Loring alzó la vista hacia la escalera y vio bajar a la recepcionista. Solicitó una lista de todos los pacientes ingresados en la clínica Princess Louise durante el último año y su petición fue recibida con una mirada de indignación.

Tardó cerca de media hora, pasando de un oficial a otro, en obtener la autorización necesaria.

La lista era larga y apabullante. Loring no conocía el catálogo de Debrett, pero pensó que podría haber sido una parte de la lista. Muchos nombres iban precedidos de un título nobiliario y entre los sencillos «señores» reconoció a un distinguido industrial, un antiguo ministro y un conocidísimo personaje de la televisión. Entre las mujeres había una duquesa, una bailarina y una modelo famosa.

Loring no encontró a Dorothy Fanshawe. Repasó la lista, convencido de que el nombre tenía que estar. Pero no estaba.

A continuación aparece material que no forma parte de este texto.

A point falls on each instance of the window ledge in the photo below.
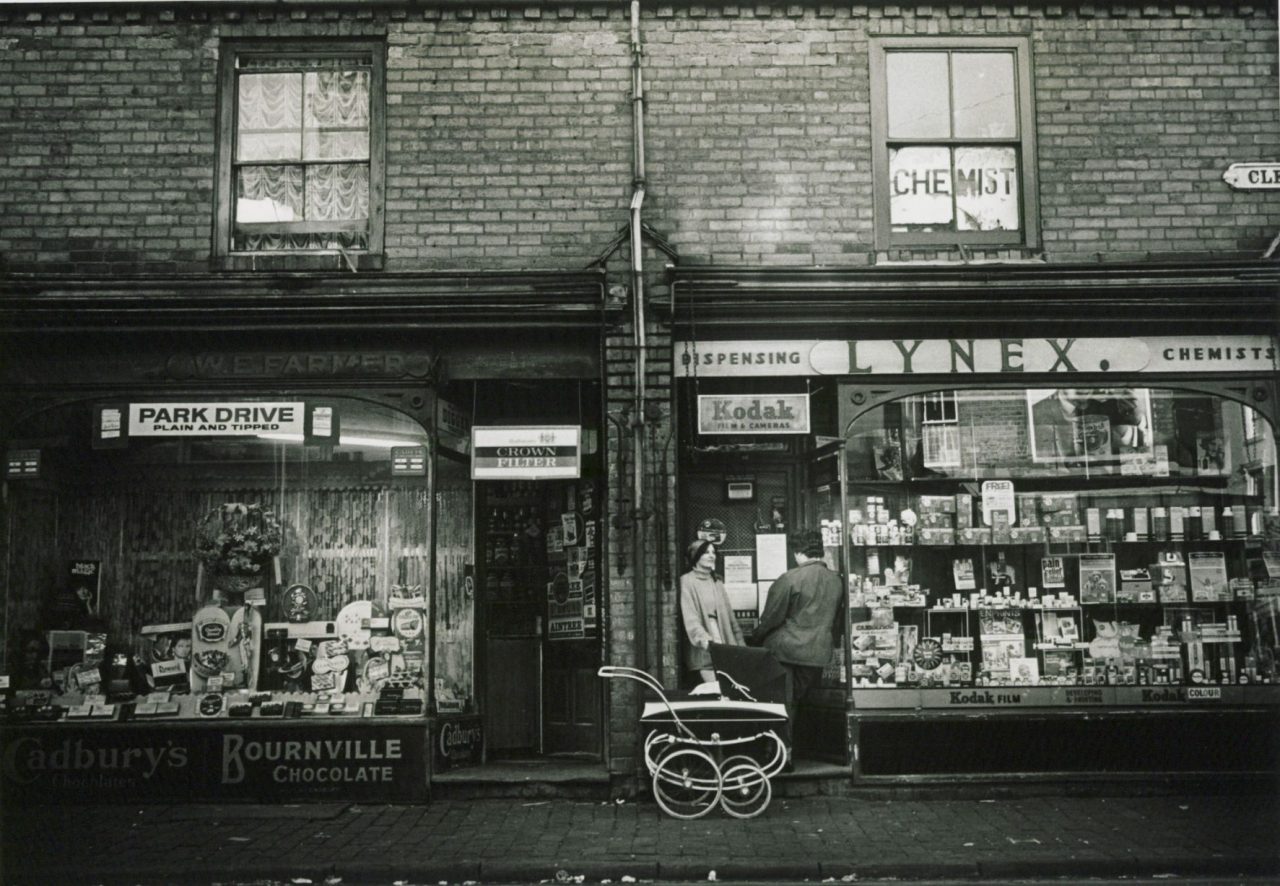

J de Jerome, pero también J de John, James, Jeremy, Jonathan, Joseph. ¿Era el amante de Bridget Culross el marido de la honorable señora de John Frazer-Bennett, de Wilton Crescent, o el marido de lady Fyne, de los Boltons? Loring llegó a la conclusión, e imaginó que Wexford habría coincidido con él, de que el amante de la muchacha era el último marido de Dorothy Fanshawe.

14

Los jóvenes Pertwee estaban de luna de miel en casa del padre de Jack. El piso iba a tardar dos semanas en estar listo y Jack había cancelado la reserva del hotel. No tenían otro lugar a donde ir ni mucho más que hacer. Jack había solicitado las vacaciones anuales, así que aquí estaba, en casa. ¿Dónde sino iba a estar? Al fin y al cabo, era la única luna de miel que iba a tener en su vida. Normalmente, en sus ratos libres, hacía trabajos de pintura o decoración, perdía el tiempo o iba al Dragón. Marilyn se hacía vestidos, reía con las amigas y asistía a reuniones para promover la lucha social. Esas no eran ocupaciones para una luna de miel y los jóvenes Pertwee creían que continuar con las viejas costumbres durante este período, consagrado a la ociosidad y la indulgencia amorosa, constituía una suerte de profanación. Como Jack había dicho, no puedes pasarte el día en la cama, de modo que pasaban la mayor parte del tiempo sentados en el saloncito, cogidos de la mano. Marilyn sólo sabía hablar de política y Jack no era excesivamente locuaz. No eran aficionados a la lectura y se aburrían terriblemente. Pero ambos habrían muerto antes que confesarlo y en su fuero interno sabían que el silencio no era un augurio de futuras discordias. Las cosas irían bien cuando Jack volviera al trabajo y vivieran en su propio piso, cuando hubiera compañeros de faena de los que hablar, y muebles y la suegra a tomar el té. Ahora llenaban sus silencios con tristes reflexiones sobre Charlie Hatton, y aunque tampoco era tema para una luna de miel, el recuerdo compartido del amigo, expresado con frases trilladas y sentimentales, ayudaba a pasar el tiempo, y puesto que era un acto desinteresado y sincero, fortalecía el amor entre ambos.